Ella me miró con interés, pero no de forma ofensiva, en plan «se le ha ido la olla».
—¿Estás bien?
Éste era el motivo por el que había escogido a Jessica en vez de a Angela para ir al cine, aunque esta última me gustaba más. Era demasiado perceptiva.
—No del todo —admití—, pero me encuentro un poco mejor.
—Me alegro —contestó ella—. Te echaba de menos.
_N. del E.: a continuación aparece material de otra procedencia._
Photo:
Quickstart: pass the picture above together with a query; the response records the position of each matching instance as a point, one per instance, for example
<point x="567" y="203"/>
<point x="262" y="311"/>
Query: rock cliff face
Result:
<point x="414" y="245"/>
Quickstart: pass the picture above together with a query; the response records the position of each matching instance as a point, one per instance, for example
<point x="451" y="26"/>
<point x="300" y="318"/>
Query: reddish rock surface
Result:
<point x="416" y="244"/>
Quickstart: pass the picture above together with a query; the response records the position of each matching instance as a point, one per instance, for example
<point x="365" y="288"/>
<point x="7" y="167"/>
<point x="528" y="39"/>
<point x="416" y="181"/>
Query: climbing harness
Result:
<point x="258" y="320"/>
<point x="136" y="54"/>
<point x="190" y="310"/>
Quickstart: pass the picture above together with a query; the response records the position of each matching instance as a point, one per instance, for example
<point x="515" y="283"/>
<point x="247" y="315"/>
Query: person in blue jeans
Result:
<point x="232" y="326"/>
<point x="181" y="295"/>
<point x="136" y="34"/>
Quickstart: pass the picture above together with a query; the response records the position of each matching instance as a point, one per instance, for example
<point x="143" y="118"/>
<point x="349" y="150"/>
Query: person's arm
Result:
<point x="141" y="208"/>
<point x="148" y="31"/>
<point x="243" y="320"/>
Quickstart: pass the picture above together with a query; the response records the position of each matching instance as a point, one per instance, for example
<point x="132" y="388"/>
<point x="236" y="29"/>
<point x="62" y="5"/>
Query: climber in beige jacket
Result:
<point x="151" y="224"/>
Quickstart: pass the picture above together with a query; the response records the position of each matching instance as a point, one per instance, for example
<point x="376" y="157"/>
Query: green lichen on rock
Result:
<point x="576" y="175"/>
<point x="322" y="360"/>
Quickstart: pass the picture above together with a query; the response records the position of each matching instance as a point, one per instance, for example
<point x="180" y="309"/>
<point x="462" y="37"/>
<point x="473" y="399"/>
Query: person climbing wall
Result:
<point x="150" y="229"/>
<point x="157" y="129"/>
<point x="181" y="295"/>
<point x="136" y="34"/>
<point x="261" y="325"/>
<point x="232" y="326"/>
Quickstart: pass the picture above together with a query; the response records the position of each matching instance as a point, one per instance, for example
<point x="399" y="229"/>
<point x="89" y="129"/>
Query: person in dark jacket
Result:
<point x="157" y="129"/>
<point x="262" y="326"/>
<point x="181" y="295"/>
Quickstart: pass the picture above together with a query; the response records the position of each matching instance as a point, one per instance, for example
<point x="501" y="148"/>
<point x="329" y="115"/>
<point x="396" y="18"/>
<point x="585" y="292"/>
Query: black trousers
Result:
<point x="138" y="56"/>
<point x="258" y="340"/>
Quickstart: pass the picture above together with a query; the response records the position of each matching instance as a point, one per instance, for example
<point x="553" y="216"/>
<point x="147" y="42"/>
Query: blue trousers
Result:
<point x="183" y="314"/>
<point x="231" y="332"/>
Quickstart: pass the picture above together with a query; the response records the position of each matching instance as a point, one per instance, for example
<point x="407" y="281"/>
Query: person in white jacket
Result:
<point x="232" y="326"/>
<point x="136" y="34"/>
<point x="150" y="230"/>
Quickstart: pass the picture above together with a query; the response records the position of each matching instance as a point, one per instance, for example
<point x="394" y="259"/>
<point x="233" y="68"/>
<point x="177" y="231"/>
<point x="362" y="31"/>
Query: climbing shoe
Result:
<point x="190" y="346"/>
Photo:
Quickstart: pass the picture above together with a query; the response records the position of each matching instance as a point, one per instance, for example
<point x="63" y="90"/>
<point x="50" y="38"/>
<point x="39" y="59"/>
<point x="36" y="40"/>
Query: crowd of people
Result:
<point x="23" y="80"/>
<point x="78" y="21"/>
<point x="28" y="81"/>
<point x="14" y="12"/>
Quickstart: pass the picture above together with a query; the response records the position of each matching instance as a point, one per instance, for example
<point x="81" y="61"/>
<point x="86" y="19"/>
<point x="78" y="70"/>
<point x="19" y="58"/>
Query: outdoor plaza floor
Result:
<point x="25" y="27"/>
Lauren y Jessica nos alcanzaron en ese momento y escuché a Lauren susurrar de forma audible:
—Ay, qué alegría. Bella ha vuelto.
Angela puso los ojos en blanco cuando pasaron y me sonrió para darme ánimos.
Suspiré. Era como si todo volviera a empezar de nuevo.
—¿Qué día es hoy? —pregunté súbitamente.
—Diecinueve de enero.
—Mmm.
—¿Qué pasa? —inquirió Angela.
—Ayer hizo un año de mi primer día aquí —musité.
—Nada ha cambiado demasiado —murmuró Angela, mirando en dirección a Lauren y Jessica.
—Ya lo sé —asentí—. Eso mismo estaba pensando.